A majority of adults in both Canada and the United States believe that cannabis ought to be legal, according to a two-country Angus Reid Public Opinion poll of 1,005 randomly selected Canadian adults and 1,002 randomly selected American adults.
In the online survey of representative national samples, a majority of Canadians (57 percent) and Americans (54 percent) support the legalization of marijuana. Sixty-six percent of those polled in both countries said that they anticipate that cannabis will be legalized within the next ten years.
Respondents strongly opposed the notion of legalizing any other illicit substances besides marijuana.
Respondents in the Northeastern region of the United States expressed the highest level of support for legalizing marijuana (61 percent), while those in the South voiced the least level of support (51 percent). Nationally, 65 percent those age 18 to 34 backed legalization; 49 percent of respondents age 35 and older did so.

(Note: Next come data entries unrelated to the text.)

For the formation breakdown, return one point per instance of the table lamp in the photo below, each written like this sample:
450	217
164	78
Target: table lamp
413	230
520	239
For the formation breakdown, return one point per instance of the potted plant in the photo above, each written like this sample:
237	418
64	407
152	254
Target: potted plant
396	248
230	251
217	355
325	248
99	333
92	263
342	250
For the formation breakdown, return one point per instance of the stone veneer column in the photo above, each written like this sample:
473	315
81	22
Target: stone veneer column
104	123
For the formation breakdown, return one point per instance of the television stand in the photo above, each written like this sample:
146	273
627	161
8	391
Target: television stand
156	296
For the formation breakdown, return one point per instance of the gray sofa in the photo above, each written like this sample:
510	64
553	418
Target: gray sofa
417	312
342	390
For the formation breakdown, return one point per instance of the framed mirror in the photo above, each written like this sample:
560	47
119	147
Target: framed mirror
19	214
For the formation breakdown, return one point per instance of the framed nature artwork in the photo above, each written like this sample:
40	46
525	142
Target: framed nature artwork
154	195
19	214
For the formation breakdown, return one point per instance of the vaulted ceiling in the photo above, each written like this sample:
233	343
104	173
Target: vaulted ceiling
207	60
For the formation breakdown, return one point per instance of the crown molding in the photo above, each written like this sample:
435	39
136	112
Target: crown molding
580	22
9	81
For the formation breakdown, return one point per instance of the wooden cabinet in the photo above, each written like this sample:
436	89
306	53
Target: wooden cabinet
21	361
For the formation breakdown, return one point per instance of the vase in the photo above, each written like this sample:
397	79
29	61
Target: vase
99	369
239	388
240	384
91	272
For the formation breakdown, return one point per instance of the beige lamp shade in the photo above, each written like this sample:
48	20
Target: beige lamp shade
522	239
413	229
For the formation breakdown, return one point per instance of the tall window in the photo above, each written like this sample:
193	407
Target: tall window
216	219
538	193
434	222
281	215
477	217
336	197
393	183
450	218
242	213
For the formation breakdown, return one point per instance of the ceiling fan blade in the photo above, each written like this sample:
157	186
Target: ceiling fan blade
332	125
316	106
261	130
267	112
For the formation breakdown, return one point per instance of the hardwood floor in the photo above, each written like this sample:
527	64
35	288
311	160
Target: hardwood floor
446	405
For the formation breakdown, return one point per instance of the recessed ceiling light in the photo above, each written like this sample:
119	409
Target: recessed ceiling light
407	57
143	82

In Canada, men (64 percent) were more likely than women (50 percent) to call for the legalization of cannabis. By contrast, Americans’ support for legalization was nearly equally among genders (55 percent male support versus 53 percent female support).
The Angus Reid results are similar to those of other national surveys — including those conducted by Gallup, Rasmussen, and YouGov — showing that more Americans now support legalizing the adult use of cannabis than support maintaining its prohibition.